SQL is not designed to allow multiple queries to be concatenated. That is a feature of certain databases, not SQL itself.
In virtually every dev environment, the overwhelming majority of queries are most straightforwardly written in a way that doesn't admit to SQLI. It's not really a programming language thing.
In my university one of the intro-to-CS courses spent some time on cybersecurity and SQL injections. It seemed like using prepared statements was less effort than concatenating queries together, so I asked why people would write vulnerable code anyway. The instructor wasn't sure; I'm not sure if she knew the uni taught SQL by concatenation in the prior semester.
Prepared statements are limited what you can do with them. A common stumbling block is sorting the results on a column that is user-specified.

If you look at the level of the discussion around this, it's not surprising SQL injections are still a thing.

https://stackoverflow.com/questions/12430208/using-a-prepare...
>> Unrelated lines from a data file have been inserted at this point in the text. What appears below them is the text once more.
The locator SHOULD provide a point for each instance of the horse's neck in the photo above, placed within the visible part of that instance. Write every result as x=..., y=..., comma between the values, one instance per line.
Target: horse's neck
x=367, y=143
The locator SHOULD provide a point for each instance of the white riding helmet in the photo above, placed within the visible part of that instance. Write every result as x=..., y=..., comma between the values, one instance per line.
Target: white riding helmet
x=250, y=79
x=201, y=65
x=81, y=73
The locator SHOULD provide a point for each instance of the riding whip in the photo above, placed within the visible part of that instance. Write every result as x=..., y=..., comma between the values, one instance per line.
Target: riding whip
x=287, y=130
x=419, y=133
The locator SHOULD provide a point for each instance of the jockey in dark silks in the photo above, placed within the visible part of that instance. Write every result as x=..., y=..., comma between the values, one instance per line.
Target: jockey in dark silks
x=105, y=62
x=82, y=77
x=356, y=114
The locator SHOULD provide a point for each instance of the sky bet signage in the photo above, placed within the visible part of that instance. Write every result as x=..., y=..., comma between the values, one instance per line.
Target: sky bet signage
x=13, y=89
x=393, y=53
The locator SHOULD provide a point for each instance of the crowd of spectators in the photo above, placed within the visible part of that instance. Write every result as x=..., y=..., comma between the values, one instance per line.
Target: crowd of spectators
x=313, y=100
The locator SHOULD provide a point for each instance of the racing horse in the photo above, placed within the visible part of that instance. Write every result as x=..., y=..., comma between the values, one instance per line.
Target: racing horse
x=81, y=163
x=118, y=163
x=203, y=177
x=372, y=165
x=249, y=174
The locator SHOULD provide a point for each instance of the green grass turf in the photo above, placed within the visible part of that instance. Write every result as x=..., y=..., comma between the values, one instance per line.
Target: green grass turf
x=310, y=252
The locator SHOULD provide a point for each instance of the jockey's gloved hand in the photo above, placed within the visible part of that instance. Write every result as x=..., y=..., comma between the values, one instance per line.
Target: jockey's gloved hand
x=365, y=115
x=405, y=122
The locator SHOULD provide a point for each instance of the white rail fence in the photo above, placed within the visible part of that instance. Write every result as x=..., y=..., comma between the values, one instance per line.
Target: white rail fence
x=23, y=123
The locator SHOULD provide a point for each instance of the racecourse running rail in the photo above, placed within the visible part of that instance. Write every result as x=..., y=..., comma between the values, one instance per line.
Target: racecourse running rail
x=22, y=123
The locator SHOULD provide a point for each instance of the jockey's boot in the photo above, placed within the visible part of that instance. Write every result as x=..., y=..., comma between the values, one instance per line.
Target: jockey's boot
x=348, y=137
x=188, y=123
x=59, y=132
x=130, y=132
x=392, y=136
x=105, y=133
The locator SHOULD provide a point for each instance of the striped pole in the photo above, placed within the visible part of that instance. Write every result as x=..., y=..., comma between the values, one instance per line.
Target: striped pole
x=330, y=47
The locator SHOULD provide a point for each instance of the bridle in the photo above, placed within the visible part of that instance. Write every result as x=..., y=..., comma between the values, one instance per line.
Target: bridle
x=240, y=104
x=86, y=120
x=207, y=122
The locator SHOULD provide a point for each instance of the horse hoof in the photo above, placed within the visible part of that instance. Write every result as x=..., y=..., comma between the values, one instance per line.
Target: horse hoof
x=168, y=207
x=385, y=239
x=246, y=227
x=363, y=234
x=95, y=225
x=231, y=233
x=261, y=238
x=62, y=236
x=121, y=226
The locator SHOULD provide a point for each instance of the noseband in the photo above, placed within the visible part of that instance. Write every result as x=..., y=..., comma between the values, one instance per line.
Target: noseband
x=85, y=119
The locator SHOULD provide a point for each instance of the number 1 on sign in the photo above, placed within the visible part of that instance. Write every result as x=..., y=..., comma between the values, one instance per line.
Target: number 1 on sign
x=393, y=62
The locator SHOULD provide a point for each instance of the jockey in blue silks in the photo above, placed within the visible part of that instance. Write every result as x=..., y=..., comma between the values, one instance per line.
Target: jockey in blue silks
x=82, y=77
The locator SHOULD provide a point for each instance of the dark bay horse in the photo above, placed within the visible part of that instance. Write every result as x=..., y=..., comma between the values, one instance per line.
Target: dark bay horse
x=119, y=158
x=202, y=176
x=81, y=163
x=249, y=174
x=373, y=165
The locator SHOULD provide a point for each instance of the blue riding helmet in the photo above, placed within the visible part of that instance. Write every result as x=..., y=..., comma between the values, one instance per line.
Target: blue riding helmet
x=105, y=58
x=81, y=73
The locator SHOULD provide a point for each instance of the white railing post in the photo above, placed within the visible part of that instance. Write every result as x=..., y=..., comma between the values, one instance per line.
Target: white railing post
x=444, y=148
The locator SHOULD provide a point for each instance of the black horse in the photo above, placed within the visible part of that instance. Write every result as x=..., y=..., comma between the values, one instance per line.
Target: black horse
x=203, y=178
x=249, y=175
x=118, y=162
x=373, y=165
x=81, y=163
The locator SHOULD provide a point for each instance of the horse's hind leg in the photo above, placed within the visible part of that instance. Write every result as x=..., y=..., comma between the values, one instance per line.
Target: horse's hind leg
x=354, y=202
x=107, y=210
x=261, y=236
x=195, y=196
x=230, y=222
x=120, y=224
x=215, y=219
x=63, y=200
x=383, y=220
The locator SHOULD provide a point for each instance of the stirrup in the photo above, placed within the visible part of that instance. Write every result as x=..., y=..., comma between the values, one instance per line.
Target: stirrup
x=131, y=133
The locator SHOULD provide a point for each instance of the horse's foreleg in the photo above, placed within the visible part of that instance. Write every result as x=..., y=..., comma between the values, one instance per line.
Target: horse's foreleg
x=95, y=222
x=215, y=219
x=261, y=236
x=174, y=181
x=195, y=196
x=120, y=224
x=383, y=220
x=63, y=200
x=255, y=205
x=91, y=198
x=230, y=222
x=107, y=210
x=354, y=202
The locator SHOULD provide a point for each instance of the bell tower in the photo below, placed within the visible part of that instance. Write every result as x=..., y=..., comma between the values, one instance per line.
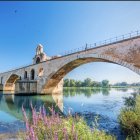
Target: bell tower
x=40, y=55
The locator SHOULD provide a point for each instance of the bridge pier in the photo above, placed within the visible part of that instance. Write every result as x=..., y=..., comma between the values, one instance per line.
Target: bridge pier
x=1, y=87
x=26, y=87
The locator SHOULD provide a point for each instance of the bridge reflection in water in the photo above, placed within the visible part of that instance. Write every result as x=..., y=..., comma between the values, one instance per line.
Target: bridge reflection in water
x=12, y=104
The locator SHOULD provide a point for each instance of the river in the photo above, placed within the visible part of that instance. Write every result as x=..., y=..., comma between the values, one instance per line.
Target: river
x=89, y=103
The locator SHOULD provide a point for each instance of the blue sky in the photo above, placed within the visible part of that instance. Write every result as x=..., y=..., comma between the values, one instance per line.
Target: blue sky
x=61, y=26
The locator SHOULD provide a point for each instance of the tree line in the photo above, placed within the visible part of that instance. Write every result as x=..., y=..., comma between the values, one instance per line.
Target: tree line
x=90, y=83
x=86, y=83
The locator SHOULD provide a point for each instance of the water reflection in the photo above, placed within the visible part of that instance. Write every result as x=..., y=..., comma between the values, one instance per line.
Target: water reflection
x=89, y=102
x=12, y=104
x=85, y=91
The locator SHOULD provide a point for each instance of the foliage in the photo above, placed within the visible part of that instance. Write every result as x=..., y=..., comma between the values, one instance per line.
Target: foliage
x=130, y=116
x=55, y=127
x=86, y=83
x=105, y=83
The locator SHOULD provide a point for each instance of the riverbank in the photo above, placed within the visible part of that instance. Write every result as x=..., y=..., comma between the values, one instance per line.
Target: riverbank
x=117, y=87
x=9, y=136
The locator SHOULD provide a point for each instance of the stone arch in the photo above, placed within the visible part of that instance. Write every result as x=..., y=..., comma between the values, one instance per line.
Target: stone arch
x=10, y=83
x=1, y=80
x=41, y=72
x=55, y=79
x=32, y=76
x=25, y=75
x=37, y=60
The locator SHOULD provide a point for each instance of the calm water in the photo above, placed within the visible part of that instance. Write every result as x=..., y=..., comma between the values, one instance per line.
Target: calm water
x=105, y=104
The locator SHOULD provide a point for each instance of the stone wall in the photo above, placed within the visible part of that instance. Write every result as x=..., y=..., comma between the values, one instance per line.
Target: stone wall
x=1, y=87
x=25, y=87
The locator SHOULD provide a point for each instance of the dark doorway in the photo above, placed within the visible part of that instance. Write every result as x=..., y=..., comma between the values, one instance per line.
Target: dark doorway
x=32, y=74
x=1, y=79
x=25, y=75
x=37, y=60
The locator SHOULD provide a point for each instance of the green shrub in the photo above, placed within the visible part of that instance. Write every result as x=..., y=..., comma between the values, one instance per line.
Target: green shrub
x=130, y=119
x=55, y=127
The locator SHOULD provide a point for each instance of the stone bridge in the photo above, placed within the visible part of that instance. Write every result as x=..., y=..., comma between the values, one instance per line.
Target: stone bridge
x=46, y=74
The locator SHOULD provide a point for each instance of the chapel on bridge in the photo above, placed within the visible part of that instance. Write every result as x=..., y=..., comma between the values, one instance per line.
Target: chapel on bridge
x=40, y=55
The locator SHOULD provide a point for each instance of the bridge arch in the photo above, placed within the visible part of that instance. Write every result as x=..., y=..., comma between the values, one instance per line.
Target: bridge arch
x=55, y=78
x=32, y=76
x=25, y=75
x=10, y=83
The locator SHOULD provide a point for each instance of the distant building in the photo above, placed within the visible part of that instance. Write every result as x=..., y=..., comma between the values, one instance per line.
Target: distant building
x=40, y=55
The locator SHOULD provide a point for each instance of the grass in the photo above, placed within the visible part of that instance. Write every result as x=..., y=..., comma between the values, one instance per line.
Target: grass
x=130, y=118
x=55, y=127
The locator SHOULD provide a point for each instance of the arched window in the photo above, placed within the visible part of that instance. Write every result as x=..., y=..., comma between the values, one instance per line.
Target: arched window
x=25, y=75
x=37, y=60
x=32, y=74
x=40, y=72
x=1, y=80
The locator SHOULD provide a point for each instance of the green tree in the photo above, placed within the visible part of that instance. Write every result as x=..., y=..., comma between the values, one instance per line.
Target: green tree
x=72, y=83
x=78, y=84
x=87, y=82
x=105, y=83
x=66, y=83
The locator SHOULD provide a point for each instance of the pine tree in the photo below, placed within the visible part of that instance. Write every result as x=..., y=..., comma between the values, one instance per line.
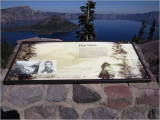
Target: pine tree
x=87, y=31
x=141, y=31
x=6, y=50
x=134, y=39
x=152, y=30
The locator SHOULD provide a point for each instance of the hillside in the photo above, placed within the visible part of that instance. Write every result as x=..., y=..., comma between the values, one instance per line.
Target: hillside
x=150, y=50
x=23, y=15
x=24, y=18
x=53, y=24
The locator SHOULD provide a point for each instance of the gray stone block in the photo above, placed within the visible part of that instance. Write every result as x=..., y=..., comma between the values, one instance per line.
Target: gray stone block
x=83, y=94
x=68, y=113
x=44, y=111
x=134, y=113
x=99, y=113
x=24, y=96
x=56, y=93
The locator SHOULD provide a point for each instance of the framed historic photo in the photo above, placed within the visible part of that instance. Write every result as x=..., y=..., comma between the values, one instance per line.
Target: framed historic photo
x=76, y=62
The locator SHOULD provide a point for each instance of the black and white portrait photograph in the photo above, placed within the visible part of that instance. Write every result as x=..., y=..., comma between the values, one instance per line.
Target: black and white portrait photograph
x=47, y=67
x=26, y=67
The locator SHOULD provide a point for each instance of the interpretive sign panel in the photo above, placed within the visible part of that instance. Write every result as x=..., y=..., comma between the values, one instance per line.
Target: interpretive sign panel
x=81, y=62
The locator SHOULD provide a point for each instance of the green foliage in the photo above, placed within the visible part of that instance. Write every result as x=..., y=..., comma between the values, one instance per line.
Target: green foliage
x=6, y=50
x=86, y=25
x=141, y=31
x=139, y=38
x=152, y=30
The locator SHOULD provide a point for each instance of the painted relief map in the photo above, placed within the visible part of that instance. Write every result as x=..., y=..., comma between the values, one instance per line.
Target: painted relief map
x=76, y=60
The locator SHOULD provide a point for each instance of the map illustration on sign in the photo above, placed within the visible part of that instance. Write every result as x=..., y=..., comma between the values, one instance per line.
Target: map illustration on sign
x=76, y=60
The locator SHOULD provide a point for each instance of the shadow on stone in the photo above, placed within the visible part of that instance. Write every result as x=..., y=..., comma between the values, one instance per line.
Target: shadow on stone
x=12, y=114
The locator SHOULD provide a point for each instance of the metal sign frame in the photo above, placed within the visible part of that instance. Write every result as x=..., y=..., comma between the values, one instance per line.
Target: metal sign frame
x=75, y=81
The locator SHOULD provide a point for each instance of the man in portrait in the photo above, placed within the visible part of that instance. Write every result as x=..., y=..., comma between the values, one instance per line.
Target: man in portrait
x=48, y=67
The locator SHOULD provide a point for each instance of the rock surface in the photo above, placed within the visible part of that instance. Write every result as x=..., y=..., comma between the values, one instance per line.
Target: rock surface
x=83, y=94
x=44, y=111
x=56, y=93
x=148, y=96
x=68, y=113
x=23, y=96
x=134, y=113
x=118, y=91
x=99, y=113
x=118, y=104
x=153, y=114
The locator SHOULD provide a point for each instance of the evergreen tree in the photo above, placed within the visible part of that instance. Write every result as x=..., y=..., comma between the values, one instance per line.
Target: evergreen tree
x=152, y=30
x=6, y=50
x=134, y=39
x=87, y=31
x=141, y=31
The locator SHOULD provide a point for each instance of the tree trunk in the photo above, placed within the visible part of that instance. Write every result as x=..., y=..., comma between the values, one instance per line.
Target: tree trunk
x=88, y=14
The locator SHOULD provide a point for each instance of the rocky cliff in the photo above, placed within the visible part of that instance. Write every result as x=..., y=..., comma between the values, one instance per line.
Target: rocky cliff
x=24, y=15
x=21, y=16
x=53, y=24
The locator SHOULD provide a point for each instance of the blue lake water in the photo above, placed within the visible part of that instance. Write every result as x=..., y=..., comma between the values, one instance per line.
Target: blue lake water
x=106, y=30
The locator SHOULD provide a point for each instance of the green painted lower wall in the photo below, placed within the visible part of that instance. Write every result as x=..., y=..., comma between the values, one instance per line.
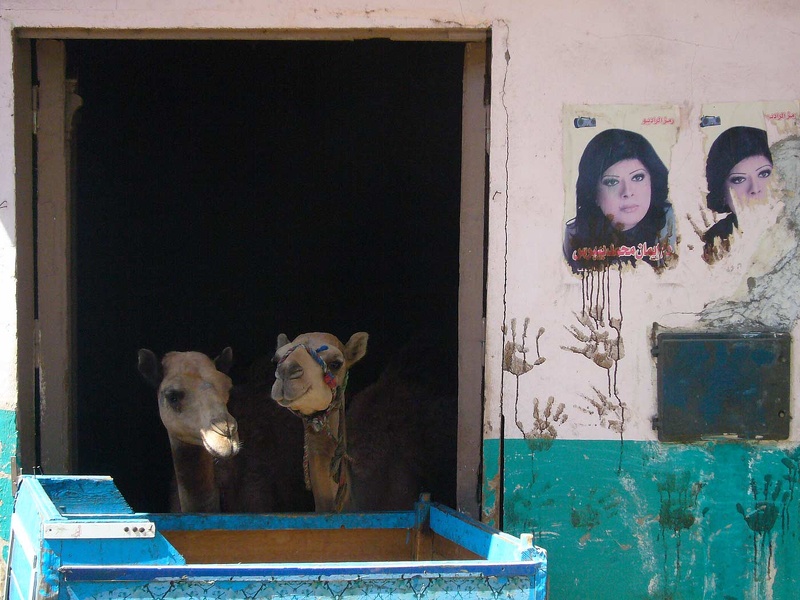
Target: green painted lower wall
x=648, y=520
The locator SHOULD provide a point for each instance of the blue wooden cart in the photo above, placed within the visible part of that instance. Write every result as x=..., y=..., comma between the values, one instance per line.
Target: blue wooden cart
x=76, y=537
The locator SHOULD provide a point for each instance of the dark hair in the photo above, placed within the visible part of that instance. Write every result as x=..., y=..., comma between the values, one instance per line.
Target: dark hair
x=732, y=146
x=591, y=226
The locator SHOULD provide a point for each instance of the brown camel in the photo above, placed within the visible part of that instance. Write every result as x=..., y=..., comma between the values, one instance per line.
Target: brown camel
x=193, y=393
x=205, y=418
x=398, y=438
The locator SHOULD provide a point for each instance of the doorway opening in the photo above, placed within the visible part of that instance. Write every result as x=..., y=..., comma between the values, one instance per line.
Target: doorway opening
x=228, y=191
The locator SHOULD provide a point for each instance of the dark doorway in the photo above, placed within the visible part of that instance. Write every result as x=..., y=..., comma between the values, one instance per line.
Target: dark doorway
x=228, y=191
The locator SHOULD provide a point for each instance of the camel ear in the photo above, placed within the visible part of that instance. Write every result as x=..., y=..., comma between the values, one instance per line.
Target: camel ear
x=224, y=361
x=356, y=347
x=150, y=367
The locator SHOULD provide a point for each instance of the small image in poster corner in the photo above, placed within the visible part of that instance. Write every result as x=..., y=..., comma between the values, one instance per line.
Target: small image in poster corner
x=616, y=183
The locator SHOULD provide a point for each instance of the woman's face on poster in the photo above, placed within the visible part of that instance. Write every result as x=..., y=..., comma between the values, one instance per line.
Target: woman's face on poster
x=623, y=193
x=748, y=180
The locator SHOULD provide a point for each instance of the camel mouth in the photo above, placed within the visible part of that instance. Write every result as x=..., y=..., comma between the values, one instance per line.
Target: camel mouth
x=221, y=443
x=228, y=448
x=286, y=402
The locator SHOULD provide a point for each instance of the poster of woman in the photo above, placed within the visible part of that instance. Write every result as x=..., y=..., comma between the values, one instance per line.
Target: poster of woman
x=740, y=175
x=617, y=186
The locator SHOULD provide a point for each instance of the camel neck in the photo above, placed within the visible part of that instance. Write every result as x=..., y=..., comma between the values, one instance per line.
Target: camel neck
x=325, y=461
x=194, y=474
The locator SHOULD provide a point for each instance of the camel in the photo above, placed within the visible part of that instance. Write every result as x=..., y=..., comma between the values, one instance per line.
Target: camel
x=193, y=393
x=396, y=441
x=205, y=418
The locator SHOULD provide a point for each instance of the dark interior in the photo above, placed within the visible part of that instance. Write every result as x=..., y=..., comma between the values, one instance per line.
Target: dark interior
x=228, y=191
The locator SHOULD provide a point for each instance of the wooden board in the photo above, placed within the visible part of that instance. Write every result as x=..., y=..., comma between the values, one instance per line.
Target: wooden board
x=223, y=546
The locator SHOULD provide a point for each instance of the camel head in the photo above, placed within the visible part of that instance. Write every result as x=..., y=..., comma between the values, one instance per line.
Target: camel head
x=193, y=394
x=311, y=367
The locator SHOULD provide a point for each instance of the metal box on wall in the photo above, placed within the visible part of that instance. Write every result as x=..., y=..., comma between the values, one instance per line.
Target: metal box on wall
x=722, y=384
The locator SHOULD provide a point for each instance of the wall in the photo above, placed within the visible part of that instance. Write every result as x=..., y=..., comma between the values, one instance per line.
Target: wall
x=619, y=513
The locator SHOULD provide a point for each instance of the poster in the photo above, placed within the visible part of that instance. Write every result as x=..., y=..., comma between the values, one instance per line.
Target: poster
x=616, y=164
x=742, y=183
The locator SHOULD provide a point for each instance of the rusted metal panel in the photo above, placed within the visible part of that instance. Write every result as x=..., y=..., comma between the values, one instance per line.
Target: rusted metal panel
x=723, y=385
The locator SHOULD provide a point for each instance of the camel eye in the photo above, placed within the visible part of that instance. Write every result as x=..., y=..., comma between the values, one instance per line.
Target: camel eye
x=174, y=397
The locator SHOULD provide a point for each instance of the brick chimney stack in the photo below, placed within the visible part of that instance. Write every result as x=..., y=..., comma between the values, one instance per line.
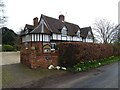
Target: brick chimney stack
x=61, y=17
x=35, y=22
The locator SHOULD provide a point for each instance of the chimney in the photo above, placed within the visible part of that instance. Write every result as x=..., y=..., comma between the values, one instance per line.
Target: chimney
x=35, y=22
x=61, y=17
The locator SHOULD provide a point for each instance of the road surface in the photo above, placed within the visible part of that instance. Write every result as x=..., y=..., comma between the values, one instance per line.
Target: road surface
x=102, y=77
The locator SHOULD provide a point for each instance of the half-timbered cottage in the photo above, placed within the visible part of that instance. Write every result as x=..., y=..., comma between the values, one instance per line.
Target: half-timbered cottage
x=47, y=32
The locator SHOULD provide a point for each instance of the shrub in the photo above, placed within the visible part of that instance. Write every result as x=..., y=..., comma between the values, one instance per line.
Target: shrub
x=7, y=48
x=72, y=53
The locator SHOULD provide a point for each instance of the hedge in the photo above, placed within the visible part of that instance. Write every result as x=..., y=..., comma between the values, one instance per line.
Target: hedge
x=72, y=53
x=7, y=47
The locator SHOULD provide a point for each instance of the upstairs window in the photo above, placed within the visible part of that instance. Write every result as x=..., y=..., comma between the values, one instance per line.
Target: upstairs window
x=64, y=31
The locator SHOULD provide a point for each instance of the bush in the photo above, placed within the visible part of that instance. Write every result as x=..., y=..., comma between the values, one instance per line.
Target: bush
x=72, y=53
x=8, y=48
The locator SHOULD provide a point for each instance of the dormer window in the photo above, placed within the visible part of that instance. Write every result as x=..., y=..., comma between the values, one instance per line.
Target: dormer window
x=64, y=31
x=26, y=31
x=78, y=33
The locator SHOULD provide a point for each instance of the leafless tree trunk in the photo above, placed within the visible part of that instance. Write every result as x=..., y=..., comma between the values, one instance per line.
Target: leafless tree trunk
x=104, y=31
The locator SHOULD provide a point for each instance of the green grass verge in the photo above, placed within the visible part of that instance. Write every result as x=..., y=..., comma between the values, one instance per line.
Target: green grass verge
x=83, y=66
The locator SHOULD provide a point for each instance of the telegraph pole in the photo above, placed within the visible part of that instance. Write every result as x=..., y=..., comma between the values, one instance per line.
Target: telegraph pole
x=3, y=18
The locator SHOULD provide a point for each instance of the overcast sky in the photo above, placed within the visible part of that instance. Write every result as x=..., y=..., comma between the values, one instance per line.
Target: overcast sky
x=80, y=12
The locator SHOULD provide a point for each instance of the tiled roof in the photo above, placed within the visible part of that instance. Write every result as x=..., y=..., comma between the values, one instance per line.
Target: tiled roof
x=29, y=28
x=56, y=25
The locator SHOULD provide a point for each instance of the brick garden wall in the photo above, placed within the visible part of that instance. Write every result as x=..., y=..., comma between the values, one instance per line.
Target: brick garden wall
x=34, y=57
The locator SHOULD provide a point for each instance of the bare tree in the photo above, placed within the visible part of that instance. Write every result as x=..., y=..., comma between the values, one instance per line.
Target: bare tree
x=105, y=31
x=118, y=34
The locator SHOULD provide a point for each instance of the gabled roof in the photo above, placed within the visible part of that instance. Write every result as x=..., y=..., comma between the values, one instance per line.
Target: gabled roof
x=38, y=30
x=55, y=26
x=29, y=28
x=84, y=31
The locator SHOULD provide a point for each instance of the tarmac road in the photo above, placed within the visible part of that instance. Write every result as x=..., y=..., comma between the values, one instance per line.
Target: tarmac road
x=102, y=77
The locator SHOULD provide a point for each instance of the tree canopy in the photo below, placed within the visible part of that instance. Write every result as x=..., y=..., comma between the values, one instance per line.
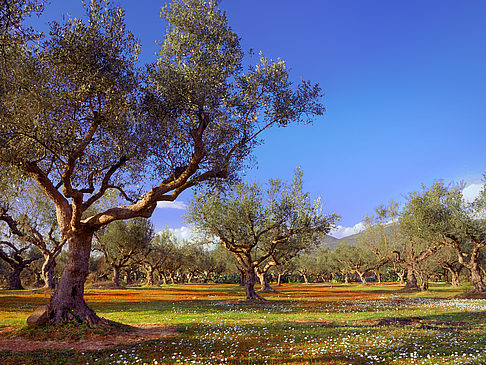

Even something as seemingly straightforward as selecting all entities whose ids belong to an array, a query that you'll find everywhere in most Graph QL apps, isn't easy to do without string concatenation.
It feels to me like there’s a level of abstraction missing when it comes to SQL and how it’s used.

Instead of just having :userId as a parameter that gets safely put in a query, it feels like there should be something like SORT_EXPRESSION(:orderBy) and for other common use cases, like in the sibling comment.

I have no idea whether this would fit in better as something handled by an ORM or the RDBMSes, but it probably doesn’t belong as the responsibility of the average developer, judging by the code I’ve seen.

I think the argument about needing to fix mechanisms that are commonly misused is a really good one, but there are no very clear solutions, I’m sure there can be found plenty wrong and overly trivialized with the suggestion above.

Curricula lags the industry by lots of years; in the early aughts concatenated SQL queries were the norm for database APIs, but prepared statements have been the default (or at least easily afforded in the default) for most APIs for a pretty long time now.
Yup.

In the mid aughts, one of my lecturers insisted that motion capture was limited to a few minutes because "several megabytes" was "too much" to store.

For some use cases, dynamically constructing the query is a requirement, for example if you’re building a data warehouse query interface , or have a user interface that allows selecting columns or similar.
Most programming languages have easy and well-known string concatenation and the simplest querying function typically takes just a string - it's easy to see why people naturally reach for string concatenation.
The vulnerability class is hardly unique to sql. any program that constructs content to be processed by another program or sub-routine, where an attacker can control the content has the potential to exhibit such a vulnerability. A good example is format strings in C or cgi-scripts that call each other or run OS commands.
> A good example is format strings in C

The D programming language allows direct use of C printf. However, D checks the arguments against the format specifiers in the format string to make it memory safe.

The constant stream of bugs due to format/arguments is now history.

There is no reason why C and C++ compilers cannot do this, too.

for static specifiers, I can see that. but for dynamically constructed format specifiers, especially where arrays to pointers/vargs are in use, is it possible to have a mitigation for that?

this pseudo-code as an example:

snprintf(fmt,userinputstring,args); printf(fmt,somearray);

Your suspicion is correct, the checks only work when the format string is a literal.
Like any LLM
> the SQL API

No such thing.

ISO 9075-3
Yeah, that's one of those "standards" that only ever existed on paper.